Tam became animated. He pantomimed paddling with his hands. “I started swimming as fast as I could. But I didn’t know where to go! Then there was shouting, and theJolly Rogercame ’round from outtanowhere.”

“My goodness,” she replied at the right time.

“Cap’n ordered the crew to shoot harpoons into the water. They’re really good!” Excitement lit his eyes as he recalled what was obviously the best part of the rescue. “The mermaids were screaming, and Peter was yelling. Then the cap’n got in the yawl with some of the others and came and pulled me out of the water. Those mermaids never stood a chance.”

“That’s very exciting. What made you decide to join his crew?”

Tam shrugged as he leaned back, returning to his good-natured calm. “Got no parents. Cap’n saved me, and I’ll be here to help him stop Peter one day.”

Her companion accepted the notion that Hook would remedy all ills as fact. Given his ordeal and subsequent rescue, she couldn’t blame him. It did make her curious about the rest of the crew, though.

“How did Davi join Hook’s crew?”

Tam scrunched his nose and stuck out his tongue. “Peter’s shadow almost got him.”

“What do you mean?” Wendy asked intently.

“Oh, you know,” he sighed. “When Peter’s loaded up enough, he can fly and his shadow can act for itself.”

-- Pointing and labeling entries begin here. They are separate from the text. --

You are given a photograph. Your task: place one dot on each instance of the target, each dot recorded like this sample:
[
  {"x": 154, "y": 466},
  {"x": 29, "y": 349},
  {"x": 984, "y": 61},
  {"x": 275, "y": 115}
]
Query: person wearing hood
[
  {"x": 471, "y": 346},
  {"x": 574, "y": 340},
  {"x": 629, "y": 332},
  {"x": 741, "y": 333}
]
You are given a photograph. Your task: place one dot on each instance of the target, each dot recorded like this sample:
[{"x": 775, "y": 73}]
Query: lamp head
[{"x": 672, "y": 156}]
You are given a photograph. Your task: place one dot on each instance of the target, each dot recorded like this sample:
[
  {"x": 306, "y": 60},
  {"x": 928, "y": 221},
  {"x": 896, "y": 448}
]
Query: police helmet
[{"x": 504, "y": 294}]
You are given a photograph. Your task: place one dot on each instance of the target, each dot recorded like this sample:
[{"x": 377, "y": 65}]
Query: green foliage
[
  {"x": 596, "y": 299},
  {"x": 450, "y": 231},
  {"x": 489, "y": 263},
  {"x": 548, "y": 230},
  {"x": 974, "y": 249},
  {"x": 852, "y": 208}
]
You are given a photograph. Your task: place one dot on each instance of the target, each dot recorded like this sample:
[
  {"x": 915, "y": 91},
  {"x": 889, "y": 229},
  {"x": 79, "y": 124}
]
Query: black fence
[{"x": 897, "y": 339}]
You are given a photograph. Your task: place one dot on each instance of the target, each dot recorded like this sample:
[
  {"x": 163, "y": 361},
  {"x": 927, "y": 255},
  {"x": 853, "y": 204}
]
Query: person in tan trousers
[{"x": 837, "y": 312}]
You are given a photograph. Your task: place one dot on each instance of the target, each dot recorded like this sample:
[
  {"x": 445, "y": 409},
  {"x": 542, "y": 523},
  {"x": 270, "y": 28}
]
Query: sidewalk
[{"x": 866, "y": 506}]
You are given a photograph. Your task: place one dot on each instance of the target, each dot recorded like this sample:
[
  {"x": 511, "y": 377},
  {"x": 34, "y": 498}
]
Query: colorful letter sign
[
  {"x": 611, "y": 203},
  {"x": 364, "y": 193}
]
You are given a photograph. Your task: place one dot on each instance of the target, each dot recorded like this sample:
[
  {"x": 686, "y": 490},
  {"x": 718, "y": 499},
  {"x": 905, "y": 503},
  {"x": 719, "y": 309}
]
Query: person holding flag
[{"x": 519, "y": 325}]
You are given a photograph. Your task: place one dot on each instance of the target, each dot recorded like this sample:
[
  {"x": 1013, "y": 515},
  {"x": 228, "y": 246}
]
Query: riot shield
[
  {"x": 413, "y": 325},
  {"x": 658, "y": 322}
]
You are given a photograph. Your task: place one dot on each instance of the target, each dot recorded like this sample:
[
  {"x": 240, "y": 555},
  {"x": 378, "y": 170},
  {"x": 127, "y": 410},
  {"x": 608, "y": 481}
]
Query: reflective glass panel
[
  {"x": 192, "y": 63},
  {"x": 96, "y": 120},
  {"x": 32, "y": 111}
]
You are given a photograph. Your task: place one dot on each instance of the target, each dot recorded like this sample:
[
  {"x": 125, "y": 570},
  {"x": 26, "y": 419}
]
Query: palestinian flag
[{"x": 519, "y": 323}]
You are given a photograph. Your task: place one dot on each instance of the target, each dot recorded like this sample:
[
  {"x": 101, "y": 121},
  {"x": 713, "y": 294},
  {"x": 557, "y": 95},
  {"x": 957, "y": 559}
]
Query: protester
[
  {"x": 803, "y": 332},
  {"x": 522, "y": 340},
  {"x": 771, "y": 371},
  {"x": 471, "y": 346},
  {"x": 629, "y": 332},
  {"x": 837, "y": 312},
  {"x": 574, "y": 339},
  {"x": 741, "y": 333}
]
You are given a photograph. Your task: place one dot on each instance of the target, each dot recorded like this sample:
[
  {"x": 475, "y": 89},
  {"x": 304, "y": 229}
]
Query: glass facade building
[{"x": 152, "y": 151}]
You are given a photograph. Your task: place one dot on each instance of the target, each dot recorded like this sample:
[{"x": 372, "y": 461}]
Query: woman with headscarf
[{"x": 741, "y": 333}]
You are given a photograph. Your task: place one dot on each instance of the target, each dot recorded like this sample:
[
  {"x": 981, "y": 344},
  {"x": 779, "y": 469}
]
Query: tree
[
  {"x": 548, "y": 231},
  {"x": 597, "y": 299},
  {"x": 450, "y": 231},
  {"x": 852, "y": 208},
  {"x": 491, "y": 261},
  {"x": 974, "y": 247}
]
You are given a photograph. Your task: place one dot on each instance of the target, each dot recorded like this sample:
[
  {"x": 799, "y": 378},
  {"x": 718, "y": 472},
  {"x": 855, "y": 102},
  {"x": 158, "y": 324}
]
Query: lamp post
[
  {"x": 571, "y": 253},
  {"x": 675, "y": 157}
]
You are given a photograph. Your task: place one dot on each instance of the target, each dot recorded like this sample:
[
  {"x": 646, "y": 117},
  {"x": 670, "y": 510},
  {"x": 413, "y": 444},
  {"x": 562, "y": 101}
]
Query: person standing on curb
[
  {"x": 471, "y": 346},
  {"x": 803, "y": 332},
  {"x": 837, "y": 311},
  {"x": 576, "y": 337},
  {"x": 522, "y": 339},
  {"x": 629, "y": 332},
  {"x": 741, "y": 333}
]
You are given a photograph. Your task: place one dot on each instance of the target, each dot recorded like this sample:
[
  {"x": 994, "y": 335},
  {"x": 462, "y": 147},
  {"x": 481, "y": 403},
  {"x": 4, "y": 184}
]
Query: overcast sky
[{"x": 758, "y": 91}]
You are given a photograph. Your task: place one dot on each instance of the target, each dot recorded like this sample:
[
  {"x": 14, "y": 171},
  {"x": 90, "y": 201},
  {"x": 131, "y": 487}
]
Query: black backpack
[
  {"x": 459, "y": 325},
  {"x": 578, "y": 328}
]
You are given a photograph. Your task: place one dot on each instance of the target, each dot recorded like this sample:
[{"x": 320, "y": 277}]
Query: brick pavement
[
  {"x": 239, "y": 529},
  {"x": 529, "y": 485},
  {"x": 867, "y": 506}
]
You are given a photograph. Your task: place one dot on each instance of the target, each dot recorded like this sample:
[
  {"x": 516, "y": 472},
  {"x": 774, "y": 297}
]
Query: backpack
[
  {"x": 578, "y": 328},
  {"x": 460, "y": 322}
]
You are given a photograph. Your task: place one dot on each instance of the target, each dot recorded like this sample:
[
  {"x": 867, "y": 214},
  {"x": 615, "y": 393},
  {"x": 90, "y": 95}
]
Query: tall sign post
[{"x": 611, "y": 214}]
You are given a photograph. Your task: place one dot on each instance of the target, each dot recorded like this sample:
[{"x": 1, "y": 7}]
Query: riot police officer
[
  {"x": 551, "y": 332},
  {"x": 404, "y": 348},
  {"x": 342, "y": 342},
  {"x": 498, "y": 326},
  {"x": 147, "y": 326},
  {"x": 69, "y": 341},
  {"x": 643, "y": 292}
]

“What . . . ‘loads’ Peter up?”

“Uh, I don’t know exactly.” He scratched his knee through a growing rip in his trousers. Wendy made a mental note to mend it later. “Cap’n says it’s something about worship. Or being worshipped?” He concluded with an “I dunno” sound in the back of his throat.

“Hmm.” Wendy set that aside to consider at another time. “How did Peter’s shadow almost get Davi?”

“That was before me,” Tam dismissed. “I just know that the shadow killed Davi’s sick mom so he could bring Davi to Neverland. But Cap’n James swooped in and saved him.”

Wendy resolved to ask Hook about that, too. “Were any of the others saved by H—your captain?”

“Oh yeah, lots of ’em!” Tam sat up as tall as he could and scanned the deck. He shook his head a few times, then dropped his head back to look straight up. “Phillip, of course.” The mousy looking boy who could have originated anywhere along the western part of the continent was familiar to Wendy. “He has a thing for horses.”

“Then why does he sail with you?” she asked, unable to keep all of the laughter out of her words.

Tam shrugged again. “You’d have to ask him. Cap’n brought him aboard a few years ago. He was the new guy until me.”